For 2010, there are two separate reporting obligations:

1. You must acknowledge foreign accounts annually on Schedule B of your federal income tax return, due April 15 of each year, or June 15 if you reside outside the United States.  You can apply for a six-month extension to this deadline.

2. You must file Form TD F 90-22.1 (the “foreign bank account reporting” or “FBAR” form) annually with the U.S. Treasury Department. The deadline for filing is June 30 for foreign accounts held the previous year.  No extensions are possible. The FBAR form asks how many foreign accounts you hold, their maximum value, the name of the financial institution where the accounts are held, the account numbers, etc.

Additional reporting requirements came into effect for 2011 and will apply to certain offshore investments made in 2010. However, the forms to acknowledge these investments aren't yet in their final form, so you will need to report them when you file your 2011 tax returns. I wrote about them here.  Fortunately, you don’t need to worry about them currently to comply with your 2010 reporting obligations.

Unfortunately, it’s not always easy to figure out whether you need to report an offshore financial relationship or not.  If you have “signature authority” over an account at a foreign bank or brokerage, this relationship is clearly reportable.  But in the past, using the published guidance from the IRS, it was less clear whether you must disclose details of other offshore relationships.

However, on Feb. 24, 2011, the Treasury Department’s financial intelligence unit, the Financial Crimes Enforcement Network, issued final regulations clarifying these requirements. I wrote about them here.

The FinCEN rules spell out what other types of offshore investments are reportable to include:

"* Life insurance or annuity policies with cash value

* Accounts with anyone that acts as a broker or dealer for futures or options transactions in any commodity on or subject to the rules of a commodity exchange or association; and

* Mutual funds or similar pooled funds which issue shares available to the general public, with a regular net asset value determination and regular redemptions."

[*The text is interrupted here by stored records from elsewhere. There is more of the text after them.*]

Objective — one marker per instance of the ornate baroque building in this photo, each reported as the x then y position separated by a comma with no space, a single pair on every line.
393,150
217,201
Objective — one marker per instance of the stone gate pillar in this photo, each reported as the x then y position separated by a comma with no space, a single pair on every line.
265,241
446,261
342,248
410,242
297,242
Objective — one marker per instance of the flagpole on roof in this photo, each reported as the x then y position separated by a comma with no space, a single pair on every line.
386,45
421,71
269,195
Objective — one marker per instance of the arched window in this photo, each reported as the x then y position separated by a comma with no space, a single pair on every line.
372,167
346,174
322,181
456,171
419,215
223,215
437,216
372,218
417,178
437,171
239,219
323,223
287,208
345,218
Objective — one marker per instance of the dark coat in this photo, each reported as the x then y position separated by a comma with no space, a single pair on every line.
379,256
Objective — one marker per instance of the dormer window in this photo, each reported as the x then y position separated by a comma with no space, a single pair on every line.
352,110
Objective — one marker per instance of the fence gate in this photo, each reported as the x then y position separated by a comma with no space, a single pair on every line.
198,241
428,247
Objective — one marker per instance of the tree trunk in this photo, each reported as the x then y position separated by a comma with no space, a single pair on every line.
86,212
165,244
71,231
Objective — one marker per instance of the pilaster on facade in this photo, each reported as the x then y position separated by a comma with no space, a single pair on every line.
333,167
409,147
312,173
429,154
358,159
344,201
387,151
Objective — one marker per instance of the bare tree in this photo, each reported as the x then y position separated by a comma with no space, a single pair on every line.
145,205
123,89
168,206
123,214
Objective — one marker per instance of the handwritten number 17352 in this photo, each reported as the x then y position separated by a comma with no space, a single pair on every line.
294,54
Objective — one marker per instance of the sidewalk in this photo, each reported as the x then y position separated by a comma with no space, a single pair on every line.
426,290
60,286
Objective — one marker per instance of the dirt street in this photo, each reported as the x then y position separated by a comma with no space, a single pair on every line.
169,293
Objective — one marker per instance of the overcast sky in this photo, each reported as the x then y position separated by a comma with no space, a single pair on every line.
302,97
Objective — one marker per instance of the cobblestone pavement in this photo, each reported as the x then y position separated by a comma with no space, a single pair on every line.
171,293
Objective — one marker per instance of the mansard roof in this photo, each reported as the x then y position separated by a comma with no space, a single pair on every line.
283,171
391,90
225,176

FinCEN also says it wants U.S. persons to report “an account with a person that is in the business of accepting deposits as a financial agency.” A financial agency is “a person acting for a person as a financial institution bailer, depository trustee, or agent, or acting in a similar way related to money, credit, securities, gold, or in a transaction in money, credit, securities, or gold.”

Basically, if you buy gold overseas and pay a custodian a fee for safekeeping it, that custodian is probably acting as a financial agency.  On the other hand, if you keep the gold in a safety deposit box at a bank or private vault facility to which only you have access, the bank or vault likely isn’t acting as financial agency. This type of holding appears to remain non-reportable.

With the publication of this final rule, many U.S. citizens and permanent residents previously not required to file FBARs will now need to file them.  And, a month later, FinCEN followed up with an updated version of the FBAR form.  If you have offshore investments you need to report, this is the form you must use.  Here’s the link.

And that brings up a potential problem.  What if for 2010 you begin reporting as a “foreign account” an online gold account that you opened in, say, 2005?  You never sold any of the gold you purchased in 2005, so you don’t owe any tax. But what if the IRS later discovers you opened the account five years before you first reported it?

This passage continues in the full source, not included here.